Design, synthesis, anti-inflammatory evaluation and in silico molecular docking of novel furan-based derivatives with promising TNF-α inhibitory activity

Abstract

Abstract Inflammation is the first response and an alarming signal for onset of chronic disease. Most of the anti-inflammatory drugs available in market are reported to have undesirable gastrointestinal toxicities. Therefore, it is of urgently significance to develop anti-inflammatory drugs with low toxicity and good efficacy. Based on literature survey, we designed a targeted scaffold by condensing distinct structural features of furan and benzyl amides into one pharmacophore. The inspiration for drug design approach of targeted molecule was based on marketed drugs. A series of eighteen furan-based derivatives (1-18) were designed, synthesized for in-vitro and in-vivo anti-inflammatory activity.

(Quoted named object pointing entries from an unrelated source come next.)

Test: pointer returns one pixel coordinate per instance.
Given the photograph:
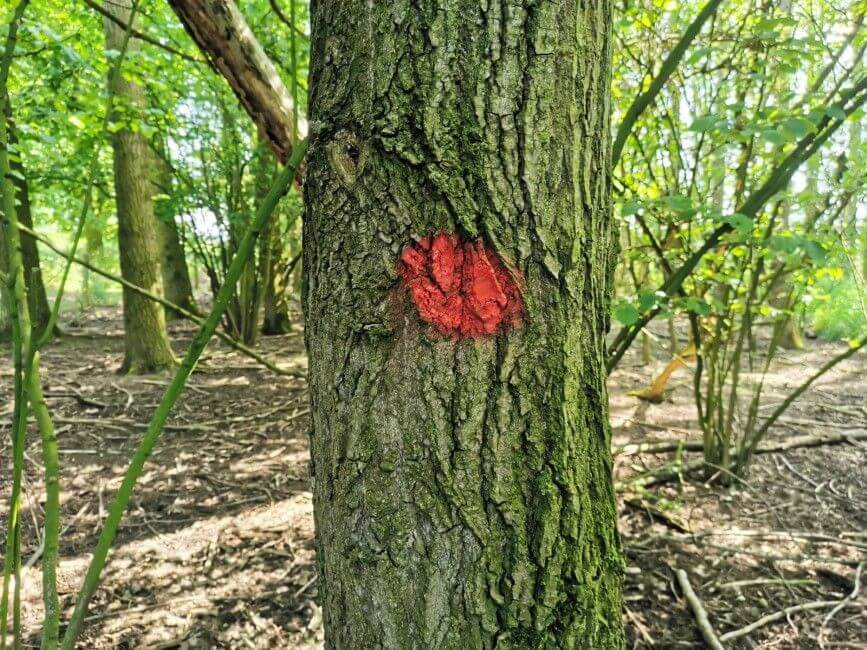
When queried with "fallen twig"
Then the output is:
(698, 611)
(783, 613)
(673, 470)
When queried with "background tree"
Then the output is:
(147, 344)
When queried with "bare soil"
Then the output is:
(217, 548)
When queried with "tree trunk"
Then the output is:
(463, 494)
(37, 299)
(177, 287)
(147, 346)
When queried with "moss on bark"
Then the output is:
(462, 489)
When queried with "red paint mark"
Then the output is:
(461, 288)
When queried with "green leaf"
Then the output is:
(774, 137)
(740, 222)
(626, 314)
(798, 126)
(815, 251)
(705, 123)
(697, 306)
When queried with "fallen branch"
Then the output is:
(673, 470)
(783, 613)
(698, 610)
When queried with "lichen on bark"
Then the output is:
(462, 489)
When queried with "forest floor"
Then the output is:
(217, 548)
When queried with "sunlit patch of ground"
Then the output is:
(217, 548)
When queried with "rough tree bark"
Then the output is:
(462, 487)
(147, 346)
(177, 287)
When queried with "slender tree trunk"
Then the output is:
(147, 344)
(93, 247)
(462, 483)
(177, 287)
(36, 297)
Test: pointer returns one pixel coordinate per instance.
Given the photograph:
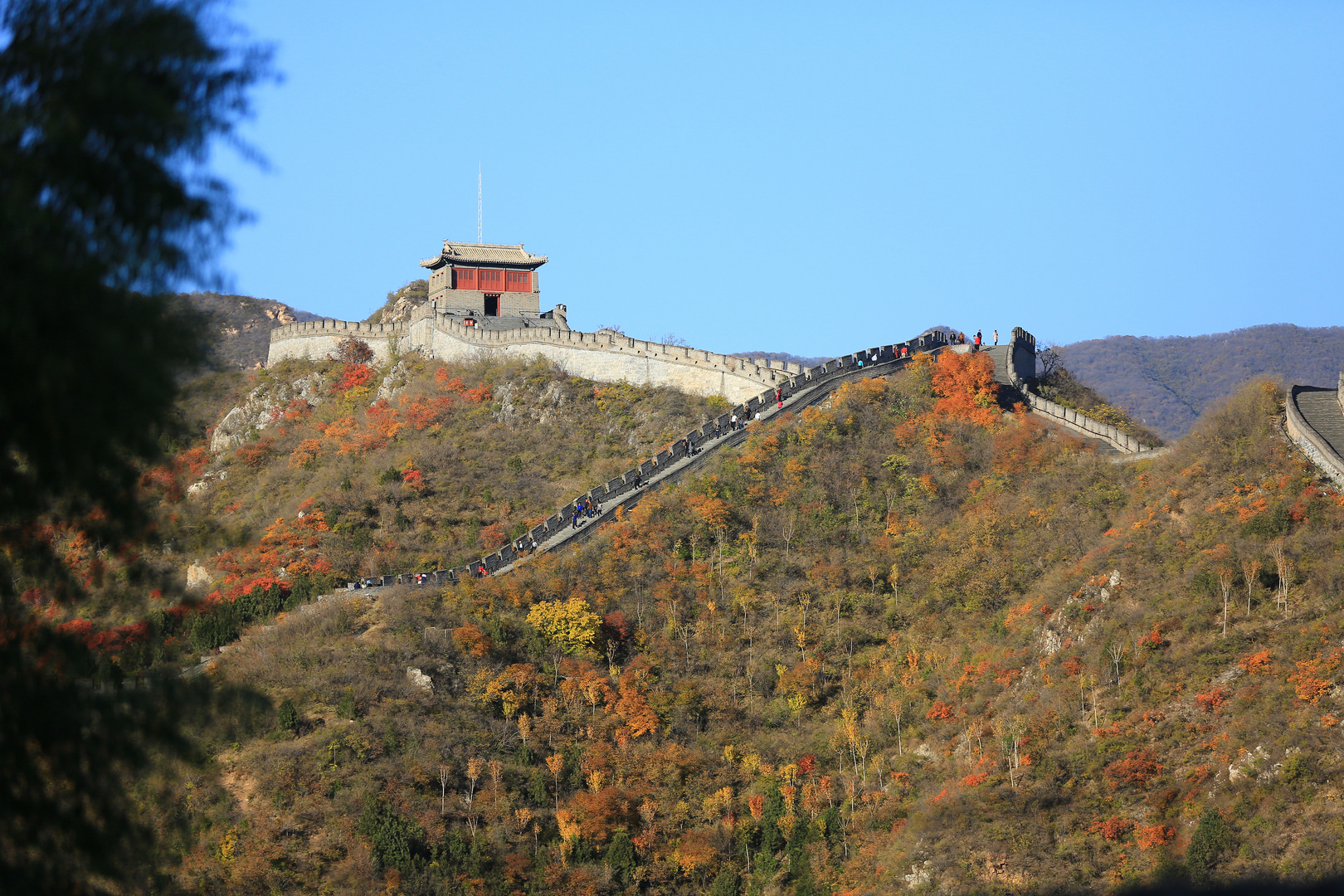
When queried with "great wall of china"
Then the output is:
(1315, 421)
(605, 356)
(756, 384)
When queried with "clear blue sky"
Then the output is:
(812, 178)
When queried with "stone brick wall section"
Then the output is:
(1317, 449)
(605, 358)
(884, 359)
(1085, 425)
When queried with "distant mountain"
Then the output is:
(782, 356)
(241, 327)
(1166, 383)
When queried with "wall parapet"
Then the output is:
(1307, 438)
(1088, 426)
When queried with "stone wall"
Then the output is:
(1082, 423)
(882, 359)
(1322, 455)
(605, 358)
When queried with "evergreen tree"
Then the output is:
(620, 856)
(1207, 845)
(286, 719)
(728, 881)
(106, 109)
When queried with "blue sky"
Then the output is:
(811, 178)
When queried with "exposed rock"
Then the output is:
(394, 383)
(197, 577)
(1248, 765)
(262, 407)
(201, 488)
(919, 874)
(420, 680)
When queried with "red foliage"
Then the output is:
(1153, 640)
(1112, 829)
(616, 626)
(1136, 768)
(1151, 835)
(940, 711)
(965, 387)
(1255, 663)
(472, 641)
(256, 453)
(353, 377)
(492, 536)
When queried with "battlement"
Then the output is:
(602, 356)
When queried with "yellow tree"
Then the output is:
(569, 624)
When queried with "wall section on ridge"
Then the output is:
(605, 358)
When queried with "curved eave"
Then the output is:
(435, 264)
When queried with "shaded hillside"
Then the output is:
(241, 327)
(1166, 383)
(897, 641)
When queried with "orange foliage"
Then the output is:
(1255, 663)
(494, 536)
(254, 455)
(1152, 835)
(965, 387)
(472, 641)
(1112, 829)
(1020, 448)
(632, 705)
(940, 711)
(1211, 700)
(1311, 685)
(307, 453)
(1137, 767)
(353, 377)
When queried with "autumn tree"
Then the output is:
(108, 109)
(567, 624)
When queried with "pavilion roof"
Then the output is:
(485, 254)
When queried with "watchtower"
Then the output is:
(481, 278)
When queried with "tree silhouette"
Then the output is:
(106, 112)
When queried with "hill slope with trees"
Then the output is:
(898, 640)
(1168, 383)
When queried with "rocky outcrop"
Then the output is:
(262, 407)
(197, 577)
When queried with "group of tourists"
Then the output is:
(977, 340)
(587, 508)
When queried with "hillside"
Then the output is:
(895, 641)
(240, 327)
(1166, 383)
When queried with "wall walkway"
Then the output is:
(604, 356)
(1315, 421)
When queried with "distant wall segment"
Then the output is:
(605, 356)
(1315, 421)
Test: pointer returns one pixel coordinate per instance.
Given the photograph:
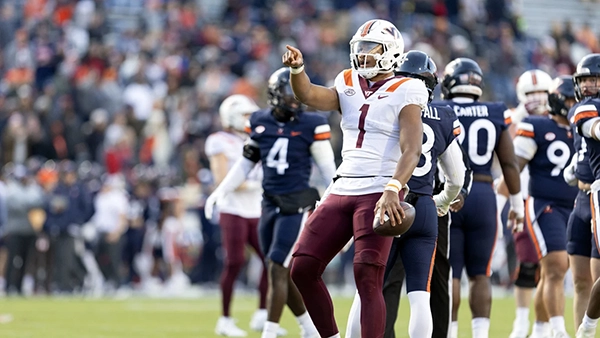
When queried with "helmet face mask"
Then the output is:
(375, 48)
(419, 65)
(281, 97)
(586, 77)
(462, 77)
(562, 96)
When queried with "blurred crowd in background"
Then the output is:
(105, 106)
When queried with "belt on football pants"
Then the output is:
(483, 178)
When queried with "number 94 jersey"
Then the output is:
(285, 148)
(549, 147)
(440, 128)
(481, 125)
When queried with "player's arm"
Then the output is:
(511, 170)
(454, 169)
(322, 153)
(319, 97)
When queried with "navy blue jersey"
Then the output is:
(440, 127)
(285, 149)
(584, 111)
(548, 158)
(583, 172)
(481, 125)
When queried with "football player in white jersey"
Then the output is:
(382, 134)
(533, 87)
(239, 210)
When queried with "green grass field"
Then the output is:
(135, 317)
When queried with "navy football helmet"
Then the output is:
(462, 76)
(562, 89)
(281, 97)
(419, 65)
(589, 66)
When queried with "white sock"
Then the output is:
(558, 324)
(480, 327)
(589, 323)
(353, 326)
(270, 330)
(306, 323)
(539, 328)
(522, 314)
(421, 322)
(454, 330)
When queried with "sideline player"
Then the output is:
(440, 128)
(285, 140)
(587, 121)
(239, 210)
(382, 133)
(473, 229)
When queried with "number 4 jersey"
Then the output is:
(549, 147)
(371, 147)
(285, 148)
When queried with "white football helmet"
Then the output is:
(233, 109)
(379, 39)
(529, 86)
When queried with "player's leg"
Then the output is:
(233, 237)
(457, 262)
(587, 329)
(548, 229)
(480, 240)
(328, 229)
(259, 317)
(579, 249)
(527, 278)
(370, 256)
(392, 288)
(441, 282)
(417, 250)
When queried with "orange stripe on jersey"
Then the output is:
(323, 136)
(397, 84)
(584, 114)
(525, 133)
(367, 28)
(431, 268)
(348, 77)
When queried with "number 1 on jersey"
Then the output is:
(364, 109)
(279, 150)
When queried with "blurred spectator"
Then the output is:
(25, 219)
(110, 219)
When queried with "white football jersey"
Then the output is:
(370, 129)
(243, 203)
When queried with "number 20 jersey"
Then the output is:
(481, 126)
(549, 148)
(370, 122)
(285, 148)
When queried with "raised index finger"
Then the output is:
(294, 50)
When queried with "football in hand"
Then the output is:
(386, 229)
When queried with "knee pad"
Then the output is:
(528, 275)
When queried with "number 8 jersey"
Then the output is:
(370, 126)
(549, 147)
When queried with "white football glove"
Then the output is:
(209, 206)
(442, 208)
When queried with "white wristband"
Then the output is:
(517, 204)
(297, 70)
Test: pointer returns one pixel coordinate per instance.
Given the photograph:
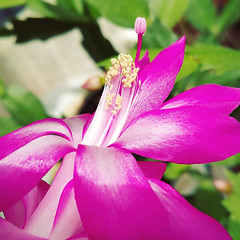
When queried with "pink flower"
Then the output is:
(99, 180)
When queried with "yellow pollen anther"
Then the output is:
(118, 104)
(123, 70)
(109, 100)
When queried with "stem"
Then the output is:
(138, 48)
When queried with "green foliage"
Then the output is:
(64, 10)
(173, 170)
(232, 202)
(22, 105)
(122, 12)
(233, 229)
(217, 58)
(158, 36)
(201, 13)
(11, 3)
(170, 11)
(8, 125)
(230, 15)
(212, 207)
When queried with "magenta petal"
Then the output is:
(66, 213)
(153, 169)
(16, 139)
(220, 98)
(144, 61)
(183, 135)
(41, 221)
(186, 221)
(16, 214)
(23, 169)
(158, 78)
(114, 199)
(10, 232)
(20, 212)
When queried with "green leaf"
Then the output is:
(202, 15)
(232, 202)
(8, 125)
(208, 200)
(189, 64)
(72, 5)
(233, 229)
(23, 106)
(39, 28)
(64, 10)
(169, 11)
(175, 170)
(230, 162)
(123, 12)
(230, 15)
(158, 36)
(11, 3)
(217, 58)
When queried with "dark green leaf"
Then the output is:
(23, 106)
(11, 3)
(123, 12)
(7, 125)
(169, 11)
(230, 15)
(208, 200)
(217, 58)
(97, 46)
(233, 229)
(175, 170)
(39, 28)
(232, 202)
(64, 10)
(158, 36)
(202, 15)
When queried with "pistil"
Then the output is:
(119, 95)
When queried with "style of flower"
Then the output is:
(100, 190)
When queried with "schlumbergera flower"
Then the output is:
(101, 191)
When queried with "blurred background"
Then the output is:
(54, 55)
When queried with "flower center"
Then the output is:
(118, 98)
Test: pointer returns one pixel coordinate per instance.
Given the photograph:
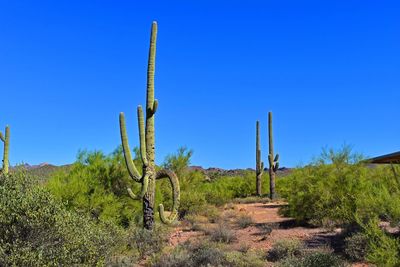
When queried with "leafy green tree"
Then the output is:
(96, 185)
(37, 230)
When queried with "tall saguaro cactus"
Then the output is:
(259, 163)
(147, 152)
(6, 140)
(273, 159)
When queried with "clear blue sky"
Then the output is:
(329, 70)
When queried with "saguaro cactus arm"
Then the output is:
(175, 196)
(133, 172)
(6, 140)
(142, 136)
(143, 190)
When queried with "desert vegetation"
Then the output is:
(336, 211)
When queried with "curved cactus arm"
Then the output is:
(154, 107)
(133, 172)
(142, 136)
(271, 159)
(145, 185)
(175, 196)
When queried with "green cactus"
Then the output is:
(6, 140)
(273, 160)
(147, 152)
(259, 163)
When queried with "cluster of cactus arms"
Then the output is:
(147, 152)
(273, 159)
(6, 140)
(259, 163)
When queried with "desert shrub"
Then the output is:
(147, 242)
(313, 259)
(192, 202)
(222, 234)
(244, 221)
(285, 248)
(179, 162)
(356, 247)
(192, 255)
(321, 259)
(37, 230)
(96, 185)
(179, 257)
(383, 249)
(249, 258)
(207, 254)
(338, 190)
(265, 229)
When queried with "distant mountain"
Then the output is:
(217, 172)
(43, 170)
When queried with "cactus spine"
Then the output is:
(6, 140)
(147, 152)
(259, 163)
(273, 159)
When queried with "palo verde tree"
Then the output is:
(259, 163)
(272, 159)
(6, 140)
(147, 152)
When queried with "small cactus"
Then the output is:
(259, 163)
(6, 140)
(147, 152)
(273, 160)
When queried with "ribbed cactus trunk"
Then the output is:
(272, 159)
(259, 163)
(6, 140)
(147, 152)
(151, 105)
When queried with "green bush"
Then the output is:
(222, 234)
(356, 247)
(384, 250)
(37, 230)
(314, 259)
(321, 259)
(336, 189)
(147, 243)
(96, 185)
(208, 254)
(244, 221)
(285, 248)
(194, 255)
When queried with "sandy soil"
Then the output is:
(253, 236)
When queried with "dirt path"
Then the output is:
(267, 227)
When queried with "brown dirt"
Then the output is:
(252, 237)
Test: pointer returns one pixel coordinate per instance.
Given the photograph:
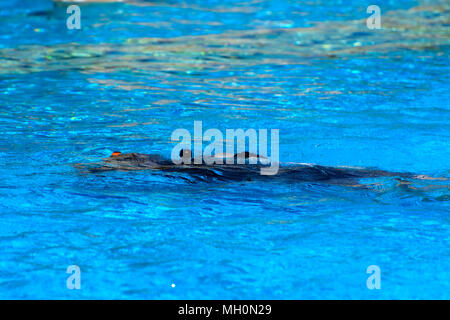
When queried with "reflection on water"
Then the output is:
(340, 94)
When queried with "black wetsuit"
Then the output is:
(239, 172)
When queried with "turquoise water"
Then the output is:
(339, 93)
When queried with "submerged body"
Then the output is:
(296, 172)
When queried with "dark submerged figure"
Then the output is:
(296, 172)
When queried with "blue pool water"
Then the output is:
(339, 93)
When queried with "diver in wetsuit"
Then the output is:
(224, 171)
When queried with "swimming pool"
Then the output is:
(339, 93)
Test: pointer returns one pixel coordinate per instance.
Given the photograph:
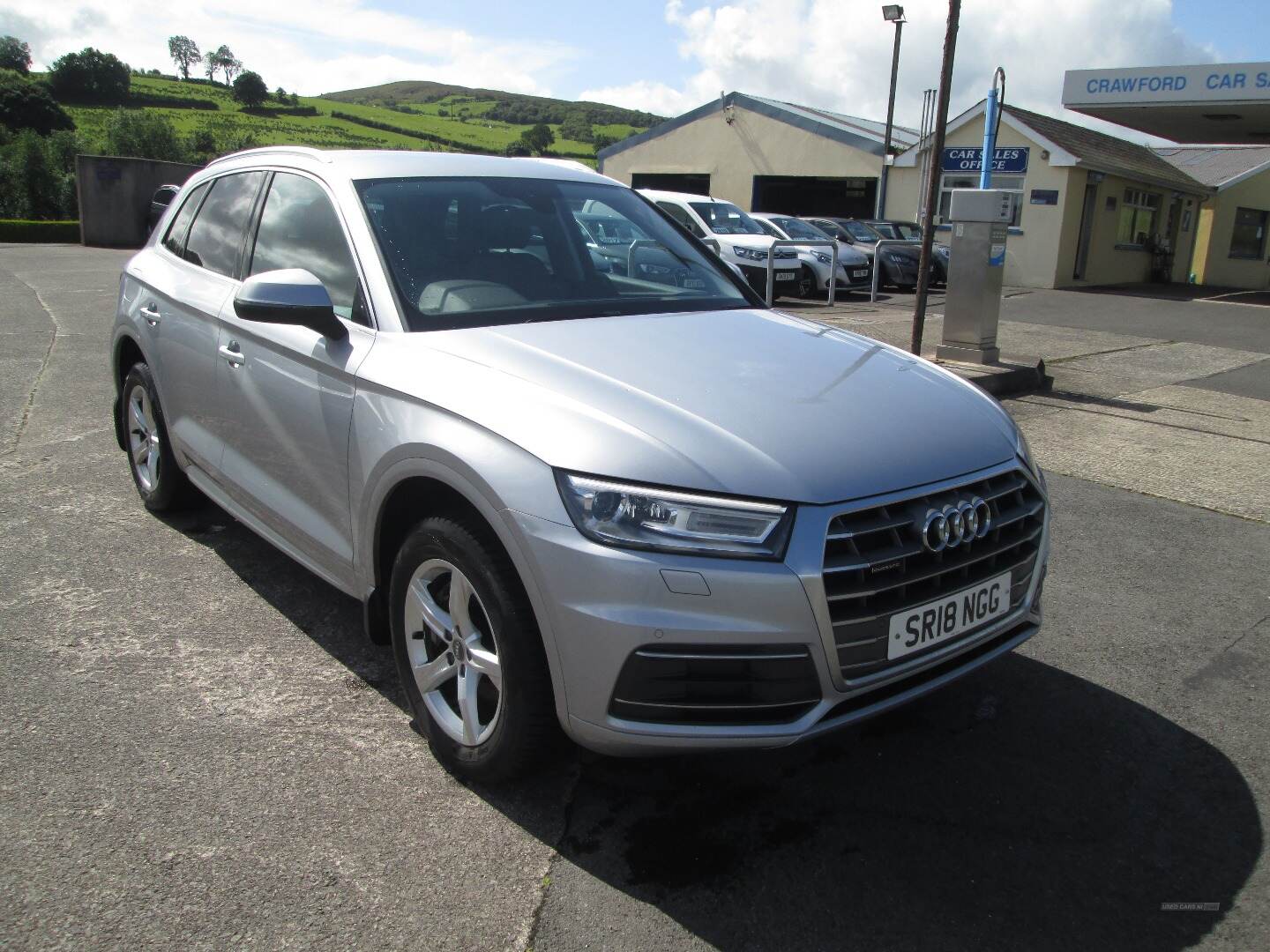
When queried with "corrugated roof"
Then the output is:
(1215, 165)
(900, 136)
(1105, 152)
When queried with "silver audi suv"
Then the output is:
(635, 504)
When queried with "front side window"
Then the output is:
(862, 233)
(681, 216)
(470, 251)
(1249, 236)
(1138, 213)
(299, 228)
(216, 236)
(176, 236)
(725, 219)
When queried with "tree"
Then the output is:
(26, 104)
(228, 63)
(14, 55)
(90, 77)
(249, 89)
(144, 135)
(537, 138)
(183, 52)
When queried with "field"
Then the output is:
(458, 120)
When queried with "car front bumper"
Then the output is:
(612, 607)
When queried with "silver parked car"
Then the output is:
(651, 512)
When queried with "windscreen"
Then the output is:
(725, 219)
(469, 251)
(798, 228)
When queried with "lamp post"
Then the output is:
(892, 13)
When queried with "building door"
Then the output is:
(1082, 244)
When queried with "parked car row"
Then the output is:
(744, 240)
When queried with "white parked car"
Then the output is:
(738, 240)
(854, 267)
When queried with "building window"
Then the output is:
(1249, 238)
(1138, 213)
(1011, 182)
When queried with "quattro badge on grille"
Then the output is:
(955, 524)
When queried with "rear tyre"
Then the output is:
(159, 480)
(469, 651)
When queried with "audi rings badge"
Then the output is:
(955, 524)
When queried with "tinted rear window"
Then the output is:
(176, 236)
(216, 235)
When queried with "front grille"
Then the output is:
(877, 565)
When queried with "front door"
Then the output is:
(182, 306)
(1082, 242)
(288, 390)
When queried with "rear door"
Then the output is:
(288, 390)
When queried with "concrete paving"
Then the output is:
(198, 750)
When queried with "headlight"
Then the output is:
(669, 521)
(1025, 455)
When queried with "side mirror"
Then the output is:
(288, 296)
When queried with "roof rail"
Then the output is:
(319, 155)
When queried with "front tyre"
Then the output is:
(159, 480)
(469, 651)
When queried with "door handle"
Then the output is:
(231, 353)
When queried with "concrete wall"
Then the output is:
(115, 196)
(1213, 263)
(733, 153)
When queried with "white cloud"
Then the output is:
(315, 46)
(836, 55)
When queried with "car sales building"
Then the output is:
(1091, 208)
(764, 155)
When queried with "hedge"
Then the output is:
(38, 231)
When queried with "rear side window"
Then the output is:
(299, 228)
(216, 235)
(176, 236)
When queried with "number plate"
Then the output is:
(947, 617)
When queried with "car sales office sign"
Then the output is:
(1006, 159)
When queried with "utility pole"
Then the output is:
(892, 14)
(932, 185)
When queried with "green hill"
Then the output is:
(439, 118)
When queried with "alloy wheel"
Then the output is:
(143, 438)
(452, 651)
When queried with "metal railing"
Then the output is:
(793, 242)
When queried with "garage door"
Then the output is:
(811, 195)
(696, 183)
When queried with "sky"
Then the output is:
(664, 56)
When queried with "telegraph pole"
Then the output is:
(932, 185)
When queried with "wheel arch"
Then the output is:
(415, 489)
(126, 353)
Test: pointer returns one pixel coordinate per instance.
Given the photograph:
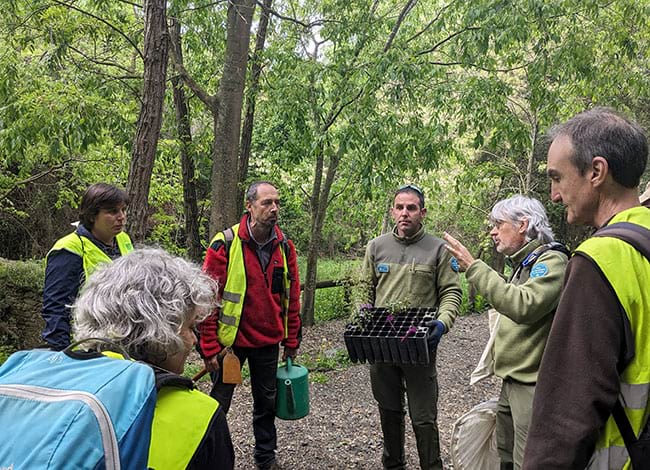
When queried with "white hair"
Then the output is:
(141, 301)
(519, 208)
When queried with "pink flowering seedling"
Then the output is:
(389, 320)
(410, 332)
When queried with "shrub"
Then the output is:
(21, 290)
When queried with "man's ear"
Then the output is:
(523, 227)
(599, 171)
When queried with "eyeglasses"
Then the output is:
(413, 187)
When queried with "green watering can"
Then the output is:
(292, 401)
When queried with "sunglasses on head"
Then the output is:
(413, 187)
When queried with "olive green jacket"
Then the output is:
(415, 271)
(526, 303)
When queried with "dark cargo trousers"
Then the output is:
(389, 384)
(514, 411)
(262, 364)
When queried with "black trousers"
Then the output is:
(263, 364)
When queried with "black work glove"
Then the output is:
(436, 330)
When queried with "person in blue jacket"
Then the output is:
(98, 238)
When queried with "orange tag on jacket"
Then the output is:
(231, 369)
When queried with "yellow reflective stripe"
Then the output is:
(180, 421)
(234, 290)
(227, 319)
(233, 297)
(124, 243)
(614, 457)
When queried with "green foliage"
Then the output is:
(333, 302)
(327, 359)
(467, 307)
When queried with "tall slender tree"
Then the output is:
(143, 154)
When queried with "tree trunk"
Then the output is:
(256, 70)
(150, 119)
(225, 208)
(190, 207)
(530, 164)
(318, 204)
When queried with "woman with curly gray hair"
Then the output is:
(148, 303)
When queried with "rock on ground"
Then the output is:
(342, 430)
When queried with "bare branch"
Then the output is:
(336, 114)
(133, 4)
(211, 101)
(431, 23)
(448, 38)
(102, 62)
(42, 174)
(101, 20)
(201, 7)
(407, 8)
(295, 20)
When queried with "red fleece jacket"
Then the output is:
(261, 322)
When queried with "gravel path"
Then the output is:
(342, 430)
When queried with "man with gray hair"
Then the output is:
(592, 394)
(525, 301)
(255, 264)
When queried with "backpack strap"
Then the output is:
(228, 237)
(635, 235)
(639, 238)
(164, 378)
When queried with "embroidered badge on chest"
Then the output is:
(539, 270)
(383, 268)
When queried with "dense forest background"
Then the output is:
(185, 102)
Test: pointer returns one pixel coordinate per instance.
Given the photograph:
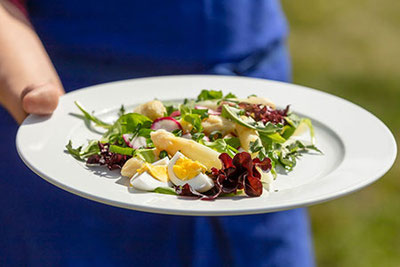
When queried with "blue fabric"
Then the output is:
(42, 225)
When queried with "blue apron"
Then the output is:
(92, 43)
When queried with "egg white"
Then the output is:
(200, 183)
(145, 182)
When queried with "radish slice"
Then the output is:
(127, 138)
(187, 136)
(175, 113)
(200, 107)
(167, 123)
(137, 142)
(205, 138)
(209, 111)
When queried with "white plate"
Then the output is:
(358, 148)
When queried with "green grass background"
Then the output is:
(352, 49)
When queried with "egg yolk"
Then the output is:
(186, 169)
(158, 172)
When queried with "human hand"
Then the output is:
(38, 99)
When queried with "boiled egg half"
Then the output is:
(150, 176)
(182, 170)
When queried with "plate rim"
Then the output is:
(173, 211)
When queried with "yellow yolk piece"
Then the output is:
(158, 172)
(186, 169)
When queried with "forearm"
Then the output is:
(23, 60)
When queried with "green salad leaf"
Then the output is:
(213, 95)
(222, 146)
(235, 114)
(127, 123)
(91, 117)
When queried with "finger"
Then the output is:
(40, 100)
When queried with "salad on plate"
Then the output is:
(213, 146)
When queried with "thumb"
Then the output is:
(41, 99)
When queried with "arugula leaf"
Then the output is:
(91, 149)
(198, 137)
(121, 111)
(122, 150)
(213, 95)
(233, 142)
(165, 190)
(214, 135)
(127, 123)
(209, 95)
(75, 152)
(146, 154)
(194, 119)
(271, 137)
(169, 110)
(221, 146)
(234, 114)
(257, 147)
(230, 95)
(91, 117)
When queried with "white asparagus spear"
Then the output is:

The characterization of synthesized compounds was elucidated by techniques like 1H-NMR, 13C-NMR, FT-IR and MS. The synthetic compounds were examined through molecular docking studies on TNF-α for probable binding mode and interactions with hydrophilic and hydrophobic pocket of TNF-α in comparison to standard drug (Indomethacin). Compounds 18, 15 and 9 produced comparable in-vitro TNF-α inhibition and in-vivo inflammatory activity when compared to the standard drug along with no damage to stomach and with reduction of LPO. The compounds 18, 15 and 9 might be a good consideration for potential anti-inflammatory agents.